Prices were driven throughout the year by solid purchases by central banks, international geopolitical tensions, and the necessity of the United States Federal Reserve to lower interest rates. However, having peaked at a record, the fear of missing out suddenly turned into fear of losing the maximum profit. When early big investors cashed out to lock in profits, the move triggered a "snowball" effect. (an effect that starts small and becomes significantly larger at pace).
Stronger Dollar and diminishing fear
Two other major factors fired up the fall: First, the US dollar unexpectedly gained strength. Gold is priced in dollars, so the stronger the dollar becomes, the more expensive it is for anyone buying through other currencies. That higher price instantly cuts down global demand.
Second, the trade tensions suddenly cooled down, and since Gold is known as “God’s currency”, you buy it because you are afraid of war, recession, or inflation. This week, the U.S.-China tensions seem to have calmed down for a while.

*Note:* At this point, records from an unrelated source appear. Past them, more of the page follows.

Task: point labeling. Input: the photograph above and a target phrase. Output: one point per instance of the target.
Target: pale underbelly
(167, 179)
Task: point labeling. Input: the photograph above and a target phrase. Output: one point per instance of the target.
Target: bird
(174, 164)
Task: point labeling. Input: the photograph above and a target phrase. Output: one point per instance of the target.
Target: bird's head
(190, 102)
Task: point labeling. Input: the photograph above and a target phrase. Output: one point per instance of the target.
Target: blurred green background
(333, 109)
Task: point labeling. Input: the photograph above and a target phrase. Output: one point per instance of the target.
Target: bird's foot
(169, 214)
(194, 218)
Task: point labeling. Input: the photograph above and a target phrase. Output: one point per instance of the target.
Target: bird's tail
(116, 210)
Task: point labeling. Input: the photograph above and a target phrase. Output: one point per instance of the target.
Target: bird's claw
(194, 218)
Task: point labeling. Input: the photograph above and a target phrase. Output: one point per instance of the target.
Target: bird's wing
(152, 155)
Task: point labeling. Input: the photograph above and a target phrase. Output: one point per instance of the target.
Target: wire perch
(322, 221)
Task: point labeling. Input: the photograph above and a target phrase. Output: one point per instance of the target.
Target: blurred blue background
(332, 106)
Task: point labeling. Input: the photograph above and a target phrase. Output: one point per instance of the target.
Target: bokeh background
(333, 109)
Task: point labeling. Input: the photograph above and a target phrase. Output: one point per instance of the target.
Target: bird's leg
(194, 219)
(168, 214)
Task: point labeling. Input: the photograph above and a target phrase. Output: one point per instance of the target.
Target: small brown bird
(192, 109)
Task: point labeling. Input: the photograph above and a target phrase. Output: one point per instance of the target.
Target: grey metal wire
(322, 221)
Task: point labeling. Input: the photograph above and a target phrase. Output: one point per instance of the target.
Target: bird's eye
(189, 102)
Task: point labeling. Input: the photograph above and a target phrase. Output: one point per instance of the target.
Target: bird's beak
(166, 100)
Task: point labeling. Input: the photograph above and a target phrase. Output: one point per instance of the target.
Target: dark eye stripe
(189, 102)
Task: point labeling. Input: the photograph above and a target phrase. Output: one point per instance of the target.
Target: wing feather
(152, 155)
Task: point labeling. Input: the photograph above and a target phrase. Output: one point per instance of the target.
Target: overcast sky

Investors were slightly more bullish towards the economy, so they shifted their cash from gold to put into riskier equities such as stocks.
The Silver Bubble bursts
Silver's crash was even more noticeable. Though it follows gold, silver has its own unique problem, which is a speculative bubble. (A speculative bubble is a period when the price rises beyond its intrinsic value, driven by speculative trading rather than underlying fundamentals.)
Over the past few weeks, a massive pre-Diwali buying spree in India, along with a gigantic demand for silver for use by industries in solar panels and electronics, has crashed the market. Refineries in India were out of stock, and London dealers were short.
This situation caused silver prices to surge. When the gold market fell off, the silver market followed, and the price plunged as the buyers exited the market simultaneously.